Unit 23: Searching

Let's continue the discussion on efficiency on one of the fundamental problems in computing: how to look for something.

You have seen a similar problem in the problem Index in Exercise 3: Given a list of items $L$ and query item $q$ , find if $q$ is in $L$ .

Let's write a function to solve this. Our function returns -1 if $q$ is not in the list. It returns the position of $q$ in the list otherwise.

long search(long n, const long list[n], long q) {
  for (long i = 0; i < n; i += 1) {
    if (list[i] == q) {
      return i;
  }
  return -1;
}

What is the worst-case running time, expressed in Big-O notation, of the function above? Suppose the query $q$ is not in the list, we will have to scan the whole list, once. The worst case running time is, therefore, $O(n)$ .

Can we do better? It turns out that this running time $O(n)$ is also the best that we can do because we cannot be sure that $q$ does not exist until we check every single element in the list. So there is no shortcut.

Binary Search

But, do we always have to check every element in the list? It turns out that, like many real-life situations, if the input list is sorted, we do not have to scan through every element. We can eliminate a huge chunk of the elements based on whether a chosen element is bigger or smaller than $q$ .

Suppose that the input list is sorted in increasing order. Pick a random element $x$ from the list. Any element to the left of $x$ must be less than or equal to $x$ , and any element to the right of $x$ must be greater or equal to $x$ .

Suppose that $q > x$ , then we know that $q$ must be to the right of $x$ , there is no need to search to the left of $x$ . Otherwise, $q < x$ , and $q$ must be to the left of $x$ , and there is no need to search to the right of $x$ .

We can code this out using a recursive function below:

/**
 * Look for q in list[i]..list[j].
 *
 * @pre list is sorted
 * @return -1 if not found, the position of q in list otherwise.
 */
long search(const long list[], long i, long j, long q) {
  if (i > j) {
    return -1;
  }
  long mid = (i+j)/2;
  if (list[mid] == q) {
    return mid;
  } else if (list[mid] > q) {
    return search(list, i, mid-1, q);
  } 
  return search(list, mid+1, j, q);
}

We call this function with:

search(list, 0, n-1, q);

The search algorithm above is called binary search since it repeatedly cut the range of values to search by half.

Why is it correct?

It is not obvious at first glance that the code above correctly searches for $q$ in $L$ .

Let's analyze this function more systematically by writing an assertion for this function. What we want to do here is to eliminate elements in the array that cannot possibly contain $q$ -- these are elements outside of the list[i] .. list[j] range.
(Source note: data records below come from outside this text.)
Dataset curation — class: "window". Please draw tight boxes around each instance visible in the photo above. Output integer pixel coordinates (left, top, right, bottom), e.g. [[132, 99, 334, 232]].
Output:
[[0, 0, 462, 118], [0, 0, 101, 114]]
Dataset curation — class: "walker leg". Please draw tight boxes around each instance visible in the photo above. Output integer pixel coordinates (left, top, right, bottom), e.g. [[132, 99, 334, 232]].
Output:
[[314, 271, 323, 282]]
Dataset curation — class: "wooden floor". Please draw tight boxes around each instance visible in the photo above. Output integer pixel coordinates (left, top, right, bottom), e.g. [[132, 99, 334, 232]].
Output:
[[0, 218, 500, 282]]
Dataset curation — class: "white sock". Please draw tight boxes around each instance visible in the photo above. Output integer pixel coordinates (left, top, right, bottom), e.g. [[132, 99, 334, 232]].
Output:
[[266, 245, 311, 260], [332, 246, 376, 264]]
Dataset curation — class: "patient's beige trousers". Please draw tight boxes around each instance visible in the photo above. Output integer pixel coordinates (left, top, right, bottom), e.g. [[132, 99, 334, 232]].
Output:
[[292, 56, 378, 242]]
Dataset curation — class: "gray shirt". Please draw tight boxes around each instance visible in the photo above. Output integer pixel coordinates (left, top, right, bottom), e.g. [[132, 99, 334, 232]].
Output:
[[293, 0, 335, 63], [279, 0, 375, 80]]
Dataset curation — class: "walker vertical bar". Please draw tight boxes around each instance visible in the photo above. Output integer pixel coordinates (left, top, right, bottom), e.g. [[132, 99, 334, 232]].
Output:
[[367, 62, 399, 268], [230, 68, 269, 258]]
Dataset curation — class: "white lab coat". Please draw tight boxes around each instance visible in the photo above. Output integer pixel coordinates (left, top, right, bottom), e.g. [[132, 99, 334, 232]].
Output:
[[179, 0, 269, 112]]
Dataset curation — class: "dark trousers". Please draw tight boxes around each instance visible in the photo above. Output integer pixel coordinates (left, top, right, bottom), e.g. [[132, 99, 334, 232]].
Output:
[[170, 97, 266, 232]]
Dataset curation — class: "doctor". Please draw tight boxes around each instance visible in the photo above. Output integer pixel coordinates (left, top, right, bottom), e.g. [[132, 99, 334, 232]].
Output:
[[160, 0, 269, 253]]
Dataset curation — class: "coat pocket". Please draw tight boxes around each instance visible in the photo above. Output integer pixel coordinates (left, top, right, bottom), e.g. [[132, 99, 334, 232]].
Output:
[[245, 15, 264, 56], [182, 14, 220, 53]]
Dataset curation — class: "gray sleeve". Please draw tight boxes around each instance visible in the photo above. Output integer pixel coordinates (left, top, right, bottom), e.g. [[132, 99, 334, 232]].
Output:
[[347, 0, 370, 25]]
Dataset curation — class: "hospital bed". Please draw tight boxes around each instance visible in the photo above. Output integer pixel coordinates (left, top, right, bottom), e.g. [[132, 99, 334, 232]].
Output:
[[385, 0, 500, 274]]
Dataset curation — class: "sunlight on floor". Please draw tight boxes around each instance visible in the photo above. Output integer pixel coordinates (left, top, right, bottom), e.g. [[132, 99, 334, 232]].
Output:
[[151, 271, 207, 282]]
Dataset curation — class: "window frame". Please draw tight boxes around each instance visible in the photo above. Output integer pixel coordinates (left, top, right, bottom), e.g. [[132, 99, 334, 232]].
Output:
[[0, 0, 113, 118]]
In other words, we want to assert that

// { q is not in list[0]..list[i-1] and list[j+1]..list[n-1] }

at the beginning of the function. In other words, this is a precondition for the function.

Let's see if this precondition is true at the beginning. Since $i$ is $0$ and $j$ is $n-1$ , the ranges list[0]..list[i-1] and list[j+1]..list[n-1] are empty, so the assertion is true.

What happen if $i > j$ ? This implies that $i - 1 > j - 1$ , so the range list[0]..list[i-1] and the range list[j+1]..list[n-1] overlap. We can be sure that $q$ is not anywhere in list.

Let's see how we ensure this assertion is true in the recursive call.

       :
  } else if (list[mid] > q) {
    return search(list, i, mid-1, q);
  } 
       :

Line 3 of the snippet above is invoked only if list[mid] > q. Since the array list is sorted, we know for sure that any element in list[mid+1]..list[j] is larger than $q$ . So, $q$ cannot be anywhere in that range. We can assert, between Line 3 and Line 4 above:

// { q is not in list[0]..list[i-1] and list[mid]..list[n-1] }

Thus, when Line 4 is invoked, the same assertion holds true. You can apply the same argument to the call:

  return search(list, mid+1, j, q);

To summarize, we annotate the code above with the assertions:

/**
 * Look for q in list[i]..list[j].
 *
 * @pre list is sorted
 * @pre q is not in list[0]..list[i-1] and list[j+1]..list[n-1]
 * @return -1 if not found, the position of q in list otherwise.
 */
long search(const long list[], long i, long j, long q) {
  if (i > j) {
    // { q is not in list[0]..list[n-1] }
    return -1;
  }
  long mid = (i+j)/2;
  if (list[mid] == q) {
    return mid;
  } else if (list[mid] > q) {
    // { q is not in list[0]..list[i-1] and list[mid]..list[n-1] }
    return search(list, i, mid-1, q);
  } 
  // { q is not in list[0]..list[mid] and list[j]..list[n-1] }
  return search(list, mid+1, j, q);
}

How Efficient is Binary Search

We have seen that if the input list is not sorted, then we minimally have to check every element in the list, leading to an $O(n)$ algorithm.

With a sorted input and using binary search, however, we can do a better. Let's consider the worst case, where $q$ is not in the list. Note that every comparison we make, we reduce the range of elements to search by half, until we reach one element. We start with $n$ elements that could possibly contain $q$ . After one comparison, we are left with $n/2$ . After another comparison, we are left with $n/4$ , etc. It takes only $O(\log_2 n)$ steps until we reach one element in the list. This is a big improvement over $O(n)$ time!

Appendix: Complete Code

#include "cs1010.h"

/* Look for q in list[i]..list[j].
 *
 * @pre list is sorted in increasing order
 * @pre q is not in list[0]..list[i-1], list[j+1]..list[n-1]
 * @return -1 if not found, the position of q in list otherwise.
 */
long search(const long list[], long i, long j, long q) {
  if (j < i) {
    return -1;
  }
  long mid = (i+j)/2;
  if (list[mid] == q) {
    return mid;
  }
  if (list[mid] > q) {
    return search(list, i, mid-1, q);
  } 
  // { list[mid] < q }
  return search(list, mid+1, j, q);
}

int main()
{
  long a[] = {1, 3, 5, 9, 11, 13, 14, 19};
  long q = cs1010_read_long();
  cs1010_println_long(search(a, 0, 7, q)); 
}